THE Constitutional Court, the highest court in the land, has ruled that that the agreement between former President Jacob Zuma and Minister of Justice and Correctional Services that terminated Mxolisi Nxasana’s term as National Director of Public Prosecutions (NDPP) and the settlement payment of R17.3m was invalid and so was the appointment of Shaun Abrahams as his successor. Nxasana is ordered to repay forthwith to the state the sum of R10 240 767.47 as the rest was retained by the state for income tax. President Cyril Ramaphosa is directed to appoint an NDPP within 90 days of the date of the order.
The invalidity of Abrahams’s appointment should mean that Nxasana could return to office but it’s that straight forward Justice Mbuyiseli Madlanga said reading from the majority judgement: “The ordinary effect of declaring Mr Nxasana’s vacation of office invalid is that – in accordance with the Steenkamp principle – Mr Nxasana should return to office….
“I have a lot of sympathy for him for the undue, persistent pressure to which he was subjected. That said, based on the objectively available material, quite early on he indicated his preparedness to vacate office if he was paid in full for the remainder of his contract period. He made this demand when he had been in office for just over a year. And yet he wanted a payout for close to nine years, the unexpired period of his term of office……Effectively, although Mr Nxasana strongly protested his fitness for office, he was saying he was willing to be bought out of office if the price was right”.
The judgement among others traces the long convoluted process that ended with Nxasana’s departure and the settlement figure which was left as a blank which Nxasana had to complete.
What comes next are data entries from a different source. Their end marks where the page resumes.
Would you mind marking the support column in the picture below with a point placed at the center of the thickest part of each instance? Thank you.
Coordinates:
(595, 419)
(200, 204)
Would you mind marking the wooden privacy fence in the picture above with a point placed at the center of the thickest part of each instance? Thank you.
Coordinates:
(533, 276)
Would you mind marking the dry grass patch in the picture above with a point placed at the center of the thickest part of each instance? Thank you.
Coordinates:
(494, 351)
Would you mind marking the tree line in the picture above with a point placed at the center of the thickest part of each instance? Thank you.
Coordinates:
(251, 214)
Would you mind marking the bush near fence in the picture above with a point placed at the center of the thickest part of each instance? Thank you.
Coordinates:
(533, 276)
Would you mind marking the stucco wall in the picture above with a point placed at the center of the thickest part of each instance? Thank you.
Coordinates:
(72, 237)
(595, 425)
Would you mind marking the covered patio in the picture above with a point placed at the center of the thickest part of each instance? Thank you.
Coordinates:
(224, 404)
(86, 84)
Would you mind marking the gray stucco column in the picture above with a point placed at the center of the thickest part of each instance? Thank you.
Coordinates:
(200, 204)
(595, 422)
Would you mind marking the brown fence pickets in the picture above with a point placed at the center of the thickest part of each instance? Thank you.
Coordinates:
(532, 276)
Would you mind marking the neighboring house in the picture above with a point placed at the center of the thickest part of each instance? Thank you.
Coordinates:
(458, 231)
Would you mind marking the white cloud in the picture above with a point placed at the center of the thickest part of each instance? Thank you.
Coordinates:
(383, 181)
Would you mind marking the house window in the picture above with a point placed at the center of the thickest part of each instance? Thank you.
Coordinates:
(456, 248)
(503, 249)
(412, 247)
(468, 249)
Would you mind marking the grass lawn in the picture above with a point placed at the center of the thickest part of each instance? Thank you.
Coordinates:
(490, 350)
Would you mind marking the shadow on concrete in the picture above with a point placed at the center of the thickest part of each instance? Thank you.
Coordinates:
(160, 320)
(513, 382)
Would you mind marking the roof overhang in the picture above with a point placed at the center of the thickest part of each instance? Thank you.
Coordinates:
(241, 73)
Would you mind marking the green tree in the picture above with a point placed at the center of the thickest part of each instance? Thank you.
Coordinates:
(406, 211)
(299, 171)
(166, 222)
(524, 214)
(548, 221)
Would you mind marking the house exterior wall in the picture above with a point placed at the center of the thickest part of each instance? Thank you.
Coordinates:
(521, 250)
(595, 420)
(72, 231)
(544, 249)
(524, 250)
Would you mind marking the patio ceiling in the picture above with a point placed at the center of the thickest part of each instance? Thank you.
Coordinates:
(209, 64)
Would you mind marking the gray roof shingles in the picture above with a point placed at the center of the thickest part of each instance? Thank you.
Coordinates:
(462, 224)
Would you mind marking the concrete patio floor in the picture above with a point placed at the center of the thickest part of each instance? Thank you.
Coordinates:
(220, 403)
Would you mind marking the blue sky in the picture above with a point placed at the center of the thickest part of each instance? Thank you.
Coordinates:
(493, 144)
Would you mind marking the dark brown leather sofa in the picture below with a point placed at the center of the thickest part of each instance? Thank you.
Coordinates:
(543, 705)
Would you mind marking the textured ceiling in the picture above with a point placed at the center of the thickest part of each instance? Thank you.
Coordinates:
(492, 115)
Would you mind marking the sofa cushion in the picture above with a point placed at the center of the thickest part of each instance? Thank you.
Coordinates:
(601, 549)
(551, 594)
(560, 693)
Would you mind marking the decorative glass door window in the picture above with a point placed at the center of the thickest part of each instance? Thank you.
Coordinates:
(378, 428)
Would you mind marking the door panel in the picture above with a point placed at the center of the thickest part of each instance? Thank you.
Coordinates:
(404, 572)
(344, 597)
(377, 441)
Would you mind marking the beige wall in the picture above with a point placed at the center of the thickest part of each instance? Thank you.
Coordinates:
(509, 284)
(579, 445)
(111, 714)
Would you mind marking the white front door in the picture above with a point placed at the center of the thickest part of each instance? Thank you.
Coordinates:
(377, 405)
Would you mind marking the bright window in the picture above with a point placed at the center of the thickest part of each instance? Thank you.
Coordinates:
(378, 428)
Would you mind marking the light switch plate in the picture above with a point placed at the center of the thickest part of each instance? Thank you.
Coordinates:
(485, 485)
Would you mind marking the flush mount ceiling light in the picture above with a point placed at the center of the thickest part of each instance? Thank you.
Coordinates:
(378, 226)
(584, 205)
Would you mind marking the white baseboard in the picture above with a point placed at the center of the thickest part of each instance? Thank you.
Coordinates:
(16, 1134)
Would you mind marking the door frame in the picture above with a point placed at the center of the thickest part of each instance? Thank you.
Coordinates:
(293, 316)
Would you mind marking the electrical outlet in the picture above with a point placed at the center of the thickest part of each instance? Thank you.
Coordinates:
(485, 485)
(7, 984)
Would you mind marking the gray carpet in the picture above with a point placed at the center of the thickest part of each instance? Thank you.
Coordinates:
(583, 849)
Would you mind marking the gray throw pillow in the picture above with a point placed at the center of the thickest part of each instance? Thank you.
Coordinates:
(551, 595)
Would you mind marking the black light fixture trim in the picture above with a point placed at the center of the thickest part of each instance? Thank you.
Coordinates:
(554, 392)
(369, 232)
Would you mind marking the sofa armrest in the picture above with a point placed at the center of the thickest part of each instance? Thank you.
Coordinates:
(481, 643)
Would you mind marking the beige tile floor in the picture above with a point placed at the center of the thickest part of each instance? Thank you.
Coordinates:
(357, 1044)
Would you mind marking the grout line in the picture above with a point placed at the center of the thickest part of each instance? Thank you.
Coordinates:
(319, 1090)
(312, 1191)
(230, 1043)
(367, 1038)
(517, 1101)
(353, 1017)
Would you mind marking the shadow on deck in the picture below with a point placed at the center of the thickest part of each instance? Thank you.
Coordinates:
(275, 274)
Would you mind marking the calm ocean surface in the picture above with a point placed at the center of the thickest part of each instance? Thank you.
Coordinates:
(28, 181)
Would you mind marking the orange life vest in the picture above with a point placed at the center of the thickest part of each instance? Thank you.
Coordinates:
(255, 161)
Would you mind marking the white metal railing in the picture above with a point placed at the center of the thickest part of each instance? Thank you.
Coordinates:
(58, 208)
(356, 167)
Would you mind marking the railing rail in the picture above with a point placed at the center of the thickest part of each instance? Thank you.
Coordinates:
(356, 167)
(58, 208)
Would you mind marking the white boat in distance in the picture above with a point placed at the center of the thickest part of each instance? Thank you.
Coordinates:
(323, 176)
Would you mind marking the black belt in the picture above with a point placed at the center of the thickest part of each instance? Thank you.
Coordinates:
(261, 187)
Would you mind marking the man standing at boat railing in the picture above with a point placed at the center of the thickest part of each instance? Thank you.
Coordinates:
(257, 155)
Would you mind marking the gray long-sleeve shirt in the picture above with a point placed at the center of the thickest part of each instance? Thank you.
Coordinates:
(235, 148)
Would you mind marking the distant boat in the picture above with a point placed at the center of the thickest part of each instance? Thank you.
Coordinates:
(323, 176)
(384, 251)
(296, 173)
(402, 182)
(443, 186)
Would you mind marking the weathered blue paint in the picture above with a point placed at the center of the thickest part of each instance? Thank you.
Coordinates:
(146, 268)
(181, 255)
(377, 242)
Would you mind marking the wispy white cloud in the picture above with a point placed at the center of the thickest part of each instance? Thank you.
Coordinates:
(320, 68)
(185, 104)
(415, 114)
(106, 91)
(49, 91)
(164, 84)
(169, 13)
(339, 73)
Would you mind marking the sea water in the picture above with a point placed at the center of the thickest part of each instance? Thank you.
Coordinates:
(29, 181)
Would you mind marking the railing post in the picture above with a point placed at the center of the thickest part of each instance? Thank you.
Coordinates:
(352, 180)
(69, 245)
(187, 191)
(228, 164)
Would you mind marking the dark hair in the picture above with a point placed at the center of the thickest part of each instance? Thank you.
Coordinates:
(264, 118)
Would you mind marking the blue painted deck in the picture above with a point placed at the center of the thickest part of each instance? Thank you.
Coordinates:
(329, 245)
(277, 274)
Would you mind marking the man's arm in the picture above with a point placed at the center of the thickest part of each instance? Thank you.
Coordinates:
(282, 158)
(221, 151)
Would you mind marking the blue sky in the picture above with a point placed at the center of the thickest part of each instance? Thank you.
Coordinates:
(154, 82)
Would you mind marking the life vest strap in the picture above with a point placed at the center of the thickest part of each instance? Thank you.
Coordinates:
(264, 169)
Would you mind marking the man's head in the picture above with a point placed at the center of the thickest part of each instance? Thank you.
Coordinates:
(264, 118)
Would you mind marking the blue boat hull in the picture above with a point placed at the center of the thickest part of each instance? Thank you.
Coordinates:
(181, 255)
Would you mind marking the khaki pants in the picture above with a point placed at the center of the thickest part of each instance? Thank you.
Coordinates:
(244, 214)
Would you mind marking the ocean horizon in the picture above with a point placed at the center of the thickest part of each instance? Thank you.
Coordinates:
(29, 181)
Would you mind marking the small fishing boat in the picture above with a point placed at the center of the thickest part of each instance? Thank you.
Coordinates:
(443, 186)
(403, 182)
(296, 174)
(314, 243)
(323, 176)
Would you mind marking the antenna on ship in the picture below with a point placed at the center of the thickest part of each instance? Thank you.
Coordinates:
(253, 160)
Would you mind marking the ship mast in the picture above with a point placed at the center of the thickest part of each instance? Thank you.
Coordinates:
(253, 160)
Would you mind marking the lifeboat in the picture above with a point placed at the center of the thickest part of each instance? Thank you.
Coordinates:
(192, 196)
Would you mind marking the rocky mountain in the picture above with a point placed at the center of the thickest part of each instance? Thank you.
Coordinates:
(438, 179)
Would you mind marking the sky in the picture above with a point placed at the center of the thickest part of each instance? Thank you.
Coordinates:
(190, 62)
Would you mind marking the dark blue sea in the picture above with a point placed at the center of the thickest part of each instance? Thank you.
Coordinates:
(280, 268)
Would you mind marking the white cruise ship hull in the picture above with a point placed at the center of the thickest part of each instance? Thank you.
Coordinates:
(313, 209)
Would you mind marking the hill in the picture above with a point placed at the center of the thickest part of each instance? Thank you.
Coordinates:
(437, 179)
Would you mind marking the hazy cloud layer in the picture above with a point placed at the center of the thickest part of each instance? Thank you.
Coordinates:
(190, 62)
And at all times, both courts (High Court and ConCourt) conclude Nxasana had not wanted to leave office. “Former President Zuma was bent on getting rid of Mr Nxasana by whatever means he could muster. His was an approach that kept on mutating: it was first a stick; then a carrot; a stick once more; and eventually a carrot. There was first the notification that Mr Nxasana would be subjected to an inquiry with a view to establishing whether he was still a fit and proper person to hold office. Concomitantly, there was a threat of suspension pending finalisation of the inquiry, albeit with full pay. This was followed by former President Zuma’s proposal that there be mediation. When there was no progress on this, the inquiry was instituted. Whilst the inquiry was in its preliminary stages, the former President pursued a parallel process in which Mr Nxasana was first offered – in a draft settlement agreement – R10 million. As indicated earlier, he did not accept it. What plainly evinces how desperate former President Zuma was to get rid of Mr Nxasana is that this was followed by a draft settlement in which the amount was left blank. Mr Nxasana was being told to pick whatever figure.
Indeed, Mr Hulley said that he would “await the final amount” from Mr Nxasana. (Emphasis added.)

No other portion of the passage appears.